I will test the accuracy of these models in two ways. First, I decided that the pseudo R2 values were more applicable in this case. The R2 value will give a measure of how good the model is at predicting the fraction of games with certain statistics will end in a win or loss, while the pseudo R2 value will measure the model’s ability to predict the outcome of specific games. While both are important, in this case the pseudo R2 values will be more useful, since our ultimate goal is to be able to predict the outcome based on the statistics from a specific game. 
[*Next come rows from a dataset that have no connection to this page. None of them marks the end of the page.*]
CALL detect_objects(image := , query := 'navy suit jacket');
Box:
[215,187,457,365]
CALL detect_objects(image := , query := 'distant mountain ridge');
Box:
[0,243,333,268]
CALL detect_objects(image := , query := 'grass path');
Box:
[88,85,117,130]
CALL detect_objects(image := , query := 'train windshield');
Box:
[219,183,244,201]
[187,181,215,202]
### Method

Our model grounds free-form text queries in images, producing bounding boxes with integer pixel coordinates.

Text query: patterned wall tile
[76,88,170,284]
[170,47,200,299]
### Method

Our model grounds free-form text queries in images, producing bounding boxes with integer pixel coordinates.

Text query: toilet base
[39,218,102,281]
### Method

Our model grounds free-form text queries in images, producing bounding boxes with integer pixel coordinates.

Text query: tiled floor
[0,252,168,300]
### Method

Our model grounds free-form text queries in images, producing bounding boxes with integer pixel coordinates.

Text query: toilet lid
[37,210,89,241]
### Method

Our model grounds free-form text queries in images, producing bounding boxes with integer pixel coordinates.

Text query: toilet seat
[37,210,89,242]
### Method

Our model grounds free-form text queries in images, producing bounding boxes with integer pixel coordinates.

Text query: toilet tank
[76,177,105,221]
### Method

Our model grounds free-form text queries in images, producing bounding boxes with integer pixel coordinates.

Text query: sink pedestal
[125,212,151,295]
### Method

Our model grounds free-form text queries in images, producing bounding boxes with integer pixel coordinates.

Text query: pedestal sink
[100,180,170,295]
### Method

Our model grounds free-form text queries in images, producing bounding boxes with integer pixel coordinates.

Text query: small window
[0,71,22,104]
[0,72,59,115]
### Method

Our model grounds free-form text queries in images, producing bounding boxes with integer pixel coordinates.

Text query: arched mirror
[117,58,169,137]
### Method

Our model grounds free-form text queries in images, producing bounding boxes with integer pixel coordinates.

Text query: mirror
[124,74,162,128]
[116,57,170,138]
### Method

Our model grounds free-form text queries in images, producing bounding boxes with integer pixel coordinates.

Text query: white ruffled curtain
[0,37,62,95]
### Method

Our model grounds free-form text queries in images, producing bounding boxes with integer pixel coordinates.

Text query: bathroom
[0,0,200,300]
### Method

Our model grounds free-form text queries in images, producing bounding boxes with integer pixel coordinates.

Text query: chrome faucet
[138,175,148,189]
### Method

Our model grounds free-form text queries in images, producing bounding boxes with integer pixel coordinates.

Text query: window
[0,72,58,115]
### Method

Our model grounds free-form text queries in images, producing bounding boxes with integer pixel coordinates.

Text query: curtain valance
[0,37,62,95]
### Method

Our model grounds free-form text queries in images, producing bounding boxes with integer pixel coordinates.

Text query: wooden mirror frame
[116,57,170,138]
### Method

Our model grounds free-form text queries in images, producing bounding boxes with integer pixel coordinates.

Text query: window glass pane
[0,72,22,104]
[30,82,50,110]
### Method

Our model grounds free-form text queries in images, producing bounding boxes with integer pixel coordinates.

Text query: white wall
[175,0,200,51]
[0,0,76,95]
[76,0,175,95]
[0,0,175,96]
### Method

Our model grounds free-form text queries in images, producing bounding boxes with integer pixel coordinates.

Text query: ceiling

The second way I plan on testing these models is by using data that was not used to create the model (that is, statistics from games not in the original sample) and seeing how well the model predicts the outcomes of those games. To do this, I will take statistics from games from the 2021 season and plug them into my most successful model as evaluated by the pseudo R2 values as described above. After doing this for many games, I will calculate the percent of game outcomes that it accurately predicts by determining any output over 50% to be a correct prediction for wins, and any output under 50% to be a correct prediction for losses. 

Results

The first model used to fit the data has one predictor variable, which is yards gained. Figure 1 in the Appendix shows the fitted regression and the plotted points, where the yards gained by the winning team are points where y = 1, and the yards gained by the losing team are points where y = 0. Looking at the coefficients, β0 = -2.7659 and β1  = 0.0077. β1 is the coefficient associated with yards gained, and using the rule of fourths, this indicates that for every yard gained, the upper bound of the probability of winning is 0.0077 / 4 = 0.0001925. Additionally, we can determine when there is a 50% chance of winning, since the predictor variable 1 / 1 + eβ0 + β1= 1 / (1+1) when β0 + β1x = 0. So we determine that there is a 50% chance of winning a game when the offense scores  2.7659 / 0.0077 ≈ 359 yards. This is also the point at which the interpretation of the coefficients is most accurate, as this is the yardage at which the probability of winning is 50%.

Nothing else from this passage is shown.